Katar merkezli El-Cezire kanalının Bila Hudud (Sınırsız) programında konuşan Hasani, BAE’nin Yemen’de hükümetin kontrolünde olan güney kentlerindeki gerçek rolü ve işkence ile suikastlara ilişkin bağlantılarına dair bildiklerini aktardı.
Geçici başkent konumundaki Aden başta olmak üzere güney kentlerinde bulunan gizli hapishanelerin BAE tarafından işkence merkezleri olarak kullanıldığını belirten Hasani, kendisinin Aden’de BAE güçlerince alıkonularak işkence edilen ilk kişilerden biri olduğunu söyledi.
Gizli hapishanelerde görev yapanların tümünün BAE ile Kolombiyalılardan oluştuğu ve kesinlikle aralarına Yemenlileri almadıklarına işaret eden Hasani, sözlerini şöyle sürdürdü:
“Söz konusu gizli hapishanelerde dayak, elektrikli işkence, tecavüz tehdidi gibi çeşitli işkenceler yapılıyordu. Hatta demirlere oturtma işkencelerine maruz kaldıktan sonra kan kaybeden tutukluların hücrelerden çıkarıldığı görülüyordu. Aralarında Said ed-Devbehi ve Şükri es-Sakkaf’ın da bulunduğu 42 kişinin işkence altında can verdiğini biliyorum.”

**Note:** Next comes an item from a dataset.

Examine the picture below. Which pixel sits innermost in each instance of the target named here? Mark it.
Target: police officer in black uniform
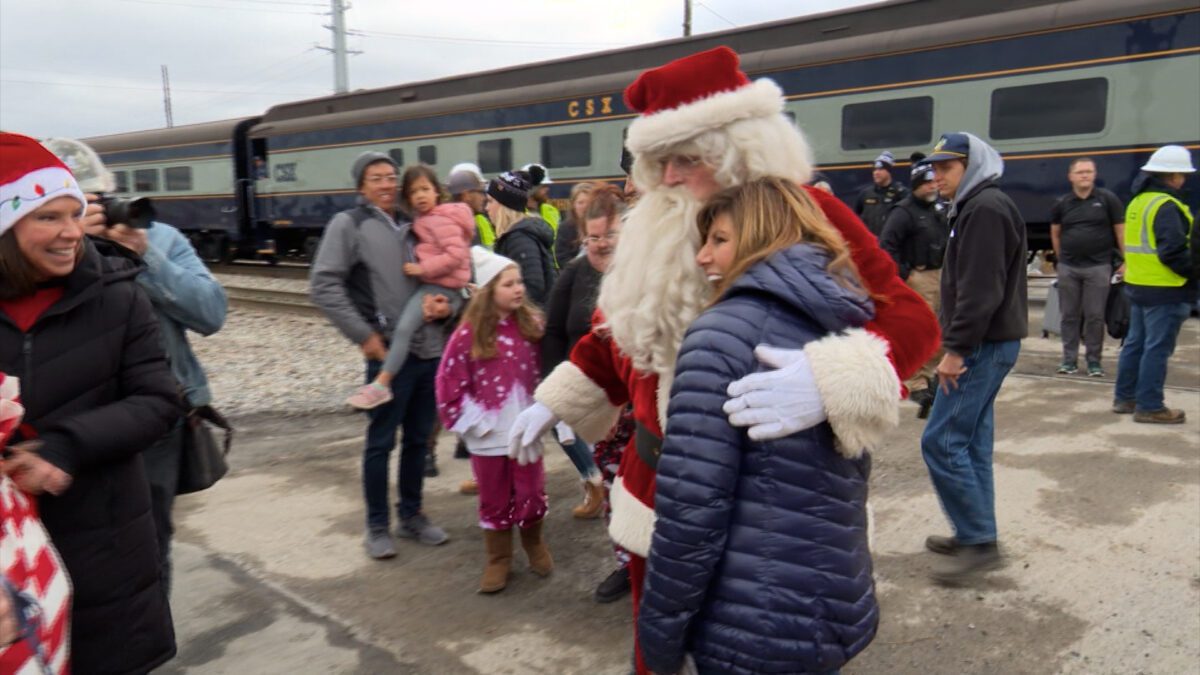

Suudi Arabistanlı subaylardan, BAE güçlerinin Yemen’in güneyindeki uygulamalarından rahatsız olduklarını duyduğunu da hatırlatan Hasani, ancak Riyad yönetiminin bu denli ihlallere karşı sessiz durmasına anlam veremediğini ifade etti.

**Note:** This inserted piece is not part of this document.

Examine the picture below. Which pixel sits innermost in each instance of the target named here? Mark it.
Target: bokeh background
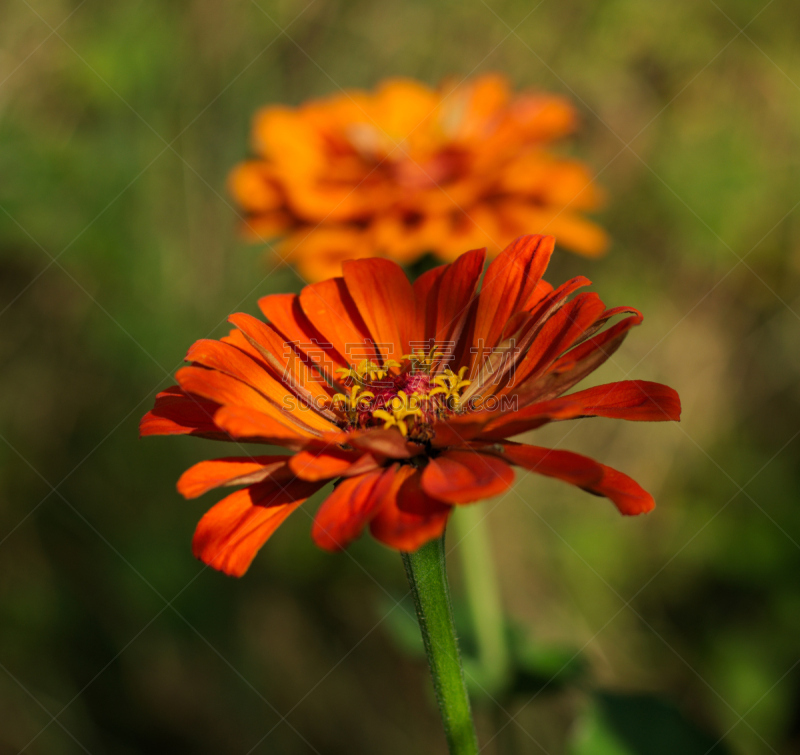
(118, 248)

Suudi Arabistan’ın, BAE’nin gizli gündemini içeren bir dosyayı Güney Direniş Güçlerinin yöneticilerine ulaştırdığını aktaran Hasani, söz konusu dosyada BAE’nin güneydeki limanların tümünü kontrolünde tutma ve Müslüman Kardeşler Teşkilatı’na (İhvan) yakınlığıyla bilinen Islah Partisi mensupları başta olmak üzere kendi karşıtlarını tasfiye etmek amacıyla hükümet güçlerinin dışında militan gruplar kurma gibi konuların yer aldığını kaydetti.